Vijay Seshadri (born 1954) is a Brooklyn, New York-based poet, essayist, and literary critic of significant repute.
He was born in India and came to the United States in 1959 at the age of five. He grew up in Columbus, Ohio and has lived in many parts of the United States, including the Northwest and the Upper West Side of Manhattan where he was a sometime graduate student in the Ph.D. program in Middle Eastern Languages and Literature at Columbia University.
Seshadri's poems, essays, and reviews have appeared in AGNI, Antaeus, Boulevard, Epiphany, The Nation, The New Yorker, The New York Times, The Paris Review, Shenandoah, Southwest Review, The Threepenny Review, Verse, and Western Humanities Review. A collection of his poetry, Wild Kingdom, was published in the spring of 1996 by Graywolf Press.
He has received grants from the New York Foundation for the Arts and the National Endowment for the Arts.
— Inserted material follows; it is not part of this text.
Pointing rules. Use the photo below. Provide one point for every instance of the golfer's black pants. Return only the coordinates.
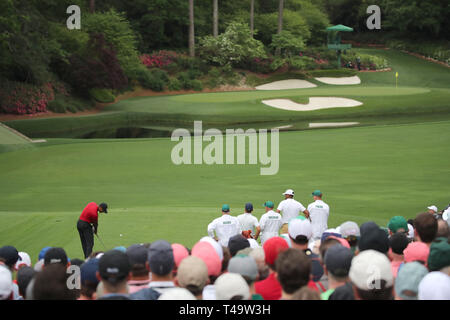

He has been awarded The Paris Review's Bernard F. Conners Long Poem Prize, the MacDowell Colony's Fellowship for Distinguished Poetic Achievement, a fellowship from the John Simon Guggenheim Memorial Foundation, and the James Laughlin Award for his second collection, The Long Meadow (2003).
Vijay Seshadri holds an A.B. degree from Oberlin College and an M.F.A. from Columbia University. He is a former member of the editorial staff of the New Yorker magazine and has taught at the MFA Writing Seminars at Bennington College. He currently teaches poetry and is the director of the graduate non-fiction writing program at Sarah Lawrence College.